Do lado do consumidor, os indicadores recomendam atenção. Em julho, o Indicador de Confiança do Consumidor ficou em 88,3 pontos, abaixo dos 88,7 registrados anteriormente.

A queda foi especialmente intensa entre as famílias de menor renda. Entre consumidores com renda de até R$ 2,1 mil, a confiança caiu de 90,3 para 79,8 pontos em apenas um mês.

A inadimplência também permanece elevada. O Brasil alcançou 75,1 milhões de consumidores negativados em julho, o equivalente a 44,7% da população adulta. O número aumentou 7,8% em relação ao mesmo mês de 2025.

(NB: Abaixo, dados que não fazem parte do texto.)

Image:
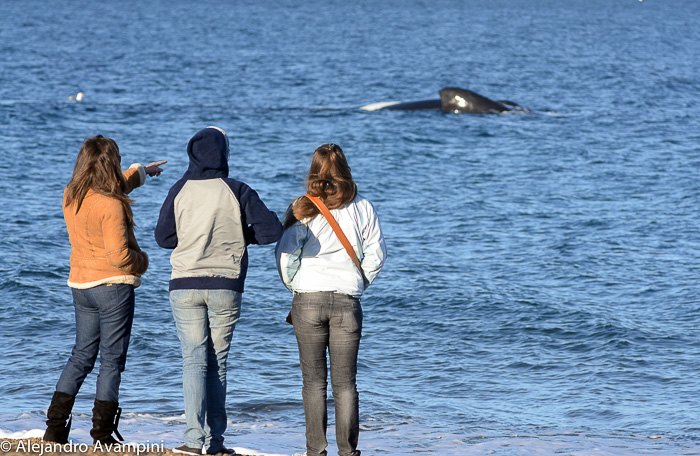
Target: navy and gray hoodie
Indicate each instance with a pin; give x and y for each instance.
(209, 220)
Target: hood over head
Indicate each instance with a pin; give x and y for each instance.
(208, 151)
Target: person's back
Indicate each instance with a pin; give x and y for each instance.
(314, 264)
(208, 219)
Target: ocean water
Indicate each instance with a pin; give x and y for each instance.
(541, 290)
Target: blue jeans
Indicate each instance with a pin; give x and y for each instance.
(333, 321)
(103, 318)
(205, 320)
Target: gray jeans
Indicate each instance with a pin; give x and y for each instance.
(333, 321)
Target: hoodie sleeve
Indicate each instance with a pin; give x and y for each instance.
(260, 225)
(373, 246)
(166, 229)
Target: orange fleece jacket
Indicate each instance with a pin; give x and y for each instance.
(103, 249)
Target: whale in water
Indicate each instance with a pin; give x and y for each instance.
(454, 100)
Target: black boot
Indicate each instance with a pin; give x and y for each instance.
(105, 419)
(59, 418)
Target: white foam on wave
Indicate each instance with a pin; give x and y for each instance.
(264, 438)
(376, 106)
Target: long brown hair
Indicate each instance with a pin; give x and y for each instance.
(330, 179)
(98, 167)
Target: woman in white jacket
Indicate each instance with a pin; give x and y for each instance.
(327, 287)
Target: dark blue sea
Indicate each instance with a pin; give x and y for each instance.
(541, 293)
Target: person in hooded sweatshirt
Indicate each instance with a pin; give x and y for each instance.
(209, 219)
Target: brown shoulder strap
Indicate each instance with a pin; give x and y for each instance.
(338, 231)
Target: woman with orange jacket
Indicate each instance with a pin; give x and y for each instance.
(106, 264)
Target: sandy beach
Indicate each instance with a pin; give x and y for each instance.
(37, 446)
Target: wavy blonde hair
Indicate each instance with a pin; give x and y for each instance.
(98, 167)
(329, 179)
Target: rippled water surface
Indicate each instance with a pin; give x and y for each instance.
(541, 292)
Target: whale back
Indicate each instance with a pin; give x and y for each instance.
(456, 100)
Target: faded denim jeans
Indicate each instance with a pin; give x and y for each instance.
(103, 318)
(332, 321)
(205, 320)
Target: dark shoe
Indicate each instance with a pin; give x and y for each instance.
(59, 418)
(105, 419)
(184, 449)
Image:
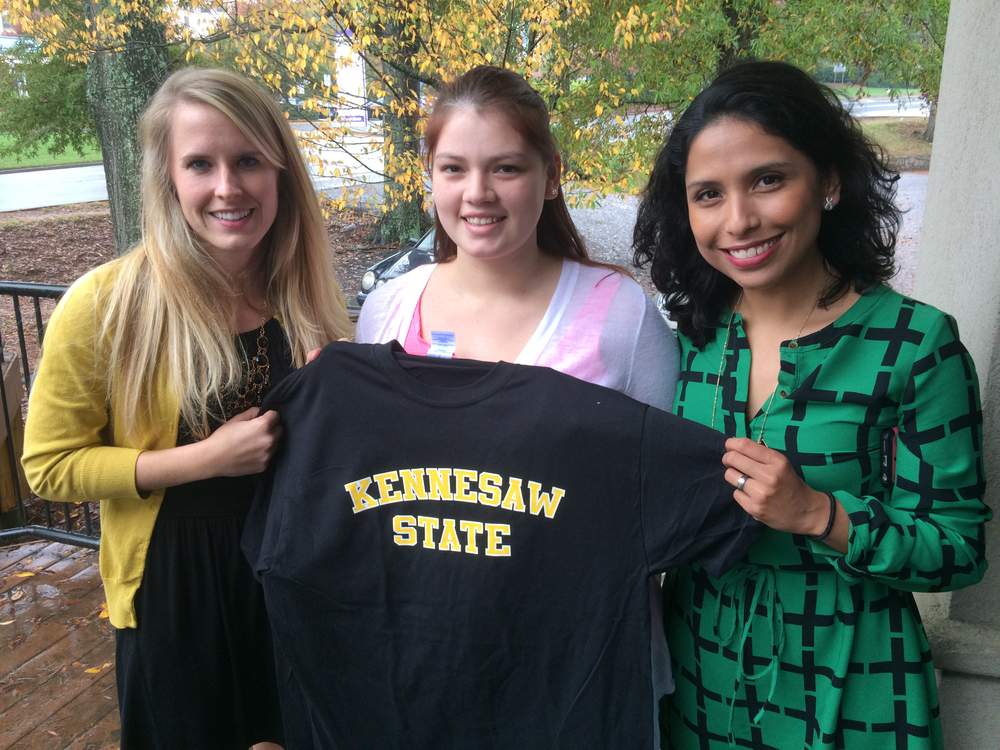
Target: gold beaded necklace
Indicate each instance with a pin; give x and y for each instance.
(722, 365)
(257, 374)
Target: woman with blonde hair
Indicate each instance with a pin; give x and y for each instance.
(147, 397)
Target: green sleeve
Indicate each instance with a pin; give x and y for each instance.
(927, 535)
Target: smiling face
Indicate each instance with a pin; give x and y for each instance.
(754, 205)
(227, 190)
(489, 185)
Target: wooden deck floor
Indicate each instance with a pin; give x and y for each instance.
(57, 677)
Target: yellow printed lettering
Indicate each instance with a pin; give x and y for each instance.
(462, 479)
(514, 500)
(405, 535)
(472, 531)
(542, 501)
(386, 492)
(414, 487)
(449, 536)
(440, 484)
(360, 498)
(428, 524)
(494, 540)
(489, 489)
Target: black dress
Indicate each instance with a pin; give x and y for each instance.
(198, 671)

Entre as empresas, a inadimplência também avançou: o número de pessoas jurídicas negativadas cresceu 13,6% na comparação anual.

Perspectivas para o segundo semestre

Os indicadores mostram um Espírito Santo chegando à segunda metade de 2026 em posição favorável, com crescimento da atividade econômica, desemprego historicamente baixo e expansão de importantes segmentos empresariais.

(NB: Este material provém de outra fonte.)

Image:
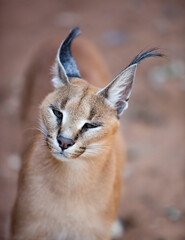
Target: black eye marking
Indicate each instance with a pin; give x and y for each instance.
(58, 114)
(88, 126)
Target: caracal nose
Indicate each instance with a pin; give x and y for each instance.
(64, 142)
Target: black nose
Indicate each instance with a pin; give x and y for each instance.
(64, 142)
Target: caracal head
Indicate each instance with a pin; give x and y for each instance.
(77, 119)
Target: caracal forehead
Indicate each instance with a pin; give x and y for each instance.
(80, 101)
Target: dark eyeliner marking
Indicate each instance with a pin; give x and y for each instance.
(92, 113)
(63, 102)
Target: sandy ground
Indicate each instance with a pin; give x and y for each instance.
(153, 204)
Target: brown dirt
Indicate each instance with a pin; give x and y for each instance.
(153, 205)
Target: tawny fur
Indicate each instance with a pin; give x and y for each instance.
(75, 200)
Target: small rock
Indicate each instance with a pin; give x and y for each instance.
(67, 19)
(159, 75)
(172, 213)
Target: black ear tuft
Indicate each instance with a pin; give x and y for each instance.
(65, 56)
(142, 55)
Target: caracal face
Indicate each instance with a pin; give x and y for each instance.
(78, 113)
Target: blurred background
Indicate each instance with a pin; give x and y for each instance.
(153, 203)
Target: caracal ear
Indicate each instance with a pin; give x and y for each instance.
(117, 92)
(65, 65)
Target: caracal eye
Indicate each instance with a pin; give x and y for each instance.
(87, 126)
(58, 114)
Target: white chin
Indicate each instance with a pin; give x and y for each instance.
(60, 157)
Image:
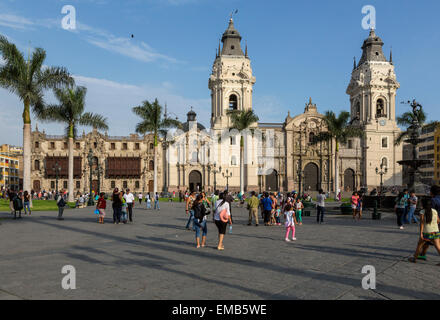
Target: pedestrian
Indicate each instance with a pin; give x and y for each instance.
(278, 215)
(429, 229)
(253, 204)
(354, 203)
(299, 208)
(267, 208)
(189, 211)
(18, 205)
(101, 206)
(221, 218)
(117, 206)
(156, 202)
(61, 203)
(406, 211)
(200, 214)
(290, 219)
(435, 199)
(124, 218)
(399, 209)
(359, 206)
(320, 206)
(412, 207)
(27, 203)
(129, 199)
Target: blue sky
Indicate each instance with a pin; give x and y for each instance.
(298, 49)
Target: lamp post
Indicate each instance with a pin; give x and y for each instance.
(57, 169)
(227, 175)
(300, 179)
(383, 170)
(216, 171)
(90, 158)
(260, 176)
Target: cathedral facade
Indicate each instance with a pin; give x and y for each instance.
(275, 156)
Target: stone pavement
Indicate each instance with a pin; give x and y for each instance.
(155, 258)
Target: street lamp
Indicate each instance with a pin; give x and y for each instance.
(383, 170)
(216, 171)
(300, 179)
(227, 175)
(90, 158)
(57, 169)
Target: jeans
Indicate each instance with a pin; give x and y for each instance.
(27, 206)
(405, 215)
(60, 212)
(320, 212)
(117, 211)
(299, 216)
(411, 215)
(191, 218)
(400, 212)
(200, 226)
(130, 211)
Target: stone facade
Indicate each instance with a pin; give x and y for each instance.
(48, 150)
(277, 156)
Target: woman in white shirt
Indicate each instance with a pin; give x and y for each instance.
(221, 218)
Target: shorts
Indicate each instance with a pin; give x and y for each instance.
(431, 236)
(221, 226)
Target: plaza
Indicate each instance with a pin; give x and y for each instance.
(156, 258)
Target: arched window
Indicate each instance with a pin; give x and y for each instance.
(233, 102)
(380, 108)
(233, 161)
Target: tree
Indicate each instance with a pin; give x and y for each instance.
(242, 120)
(406, 120)
(28, 80)
(154, 122)
(339, 130)
(70, 111)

Para o comércio, o cenário abre oportunidades, principalmente diante de um mercado de trabalho aquecido e de uma economia estadual que cresce acima da média nacional em importantes indicadores.

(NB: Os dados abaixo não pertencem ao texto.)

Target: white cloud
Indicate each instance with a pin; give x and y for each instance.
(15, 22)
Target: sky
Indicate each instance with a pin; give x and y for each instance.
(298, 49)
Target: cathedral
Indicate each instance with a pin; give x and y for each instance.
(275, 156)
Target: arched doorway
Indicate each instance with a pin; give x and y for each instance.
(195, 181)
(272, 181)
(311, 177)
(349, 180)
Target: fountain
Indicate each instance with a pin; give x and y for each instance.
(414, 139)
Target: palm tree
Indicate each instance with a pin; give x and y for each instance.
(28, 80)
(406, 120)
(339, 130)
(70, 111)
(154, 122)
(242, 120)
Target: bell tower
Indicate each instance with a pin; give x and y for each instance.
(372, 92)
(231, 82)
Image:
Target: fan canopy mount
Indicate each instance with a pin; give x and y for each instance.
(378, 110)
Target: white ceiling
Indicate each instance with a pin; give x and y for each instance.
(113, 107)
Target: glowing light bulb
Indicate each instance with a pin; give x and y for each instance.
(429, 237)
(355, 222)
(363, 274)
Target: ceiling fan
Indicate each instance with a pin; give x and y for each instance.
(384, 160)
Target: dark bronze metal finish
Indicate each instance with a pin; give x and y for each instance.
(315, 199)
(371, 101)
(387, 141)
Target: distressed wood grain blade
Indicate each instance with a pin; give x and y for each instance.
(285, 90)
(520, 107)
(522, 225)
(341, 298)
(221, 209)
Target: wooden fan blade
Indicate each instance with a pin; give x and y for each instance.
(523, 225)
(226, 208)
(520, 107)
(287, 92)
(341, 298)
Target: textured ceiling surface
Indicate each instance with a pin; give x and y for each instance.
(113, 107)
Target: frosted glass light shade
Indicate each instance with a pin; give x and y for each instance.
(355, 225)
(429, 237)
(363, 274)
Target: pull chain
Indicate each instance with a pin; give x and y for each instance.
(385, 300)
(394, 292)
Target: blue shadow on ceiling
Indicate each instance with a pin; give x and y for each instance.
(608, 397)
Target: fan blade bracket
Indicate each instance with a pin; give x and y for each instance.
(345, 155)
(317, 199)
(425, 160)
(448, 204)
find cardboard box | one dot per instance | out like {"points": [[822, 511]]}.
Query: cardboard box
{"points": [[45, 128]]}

Ao mesmo tempo, o ambiente exige atenção. A dificuldade para encontrar mão de obra tende a ganhar espaço entre as preocupações das empresas, enquanto, no cenário nacional, juros ainda elevados, inadimplência e comprometimento financeiro das famílias podem limitar uma recuperação mais intensa do consumo.

O desafio para o varejo será aproveitar o dinamismo da economia capixaba e transformá-lo em crescimento sustentável, combinando gestão, produtividade, inovação, controle financeiro e estratégias capazes de acompanhar um consumidor cada vez mais atento a preços, crédito e condições de pagamento.

Saiba mais: principais indicadores do comércio e da economia

Atividade econômica do Espírito Santo

  • Crescimento em maio de 2026 ante abril: 4,4%
  • Posição no país no resultado mensal: 1º lugar
  • Crescimento acumulado em 12 meses: 3,9%
  • Posição no acumulado de 12 meses: 2º lugar entre os 14 estados acompanhados
  • Crescimento da Região Sudeste: 1,6%
  • Crescimento médio nacional no período: 1,4%

Mercado de trabalho capixaba: 2º trimestre de 2026

  • Taxa de desemprego: 2,3%
  • Posição entre os estados: 3ª menor do Brasil
  • Taxa no trimestre anterior: 3,2%
  • Taxa no 2º trimestre de 2025: 3,1%
  • População desocupada: 49 mil pessoas
  • Queda trimestral da população desocupada: 25,7%
  • População ocupada: 2,08 milhões
  • Novos ocupados em relação ao trimestre anterior: 71 mil
  • Taxa de desemprego no Brasil: 5,4%

Comércio atacadista no Espírito Santo

  • Empresas atacadistas: 4.366
  • Crescimento no número de empresas desde 2020: 59%
  • Municípios com presença do setor: 76 dos 78
  • Empregos diretos e indiretos: mais de 100 mil
  • Participação nos empregos formais do Estado: 5,1%
  • Empregos diretos em 2024: mais de 56 mil
  • ICMS arrecadado em 2025: R$ 6,6 bilhões
  • Participação na arrecadação estadual de ICMS: 29,2%
  • Faturamento das empresas participantes da Pesquisa Compete Atacadista: R$ 225 bilhões
  • Faturamento gerado no Espírito Santo: R$ 27,3 bilhões
  • Compras operacionais projetadas: R$ 14,3 bilhões

Comércio brasileiro: 1º semestre de 2026

  • Crescimento do comércio varejista: 1,9%
  • Crescimento do varejo ampliado: 1,9%
  • Materiais para escritório e informática: +5,5%
  • Artigos médicos e farmacêuticos: +4,6%
  • Livros, jornais, revistas e papelaria: +4,2%
  • Móveis e eletrodomésticos: +3,8%
  • Tecidos, vestuário e calçados: -0,2%
  • Material de construção: -0,8%

Economia, emprego e consumo no Brasil

  • Taxa Selic: 14% ao ano
  • IPCA acumulado em 12 meses até julho: 4,4%
  • Inflação de serviços: 5,8%
  • Vagas formais criadas no 1º semestre: 921.645
  • Saldo de empregos formais no comércio: -3.514
  • Confiança do consumidor em julho: 88,3 pontos
  • Consumidores negativados: 75,1 milhões
  • Parcela da população adulta negativada: 44,7%
  • Crescimento anual dos consumidores negativados: 7,8%
  • Crescimento anual das empresas negativadas: 13,6%

Fontes: Banco Central do Brasil; IBGE/Pnad Contínua; CNDL e SPC Brasil; Panorama do Comércio de agosto de 2026/CNDL; Caged/Ministério do Trabalho e Emprego; Fundação Getulio Vargas; Sincades; Pesquisa Compete Atacadista.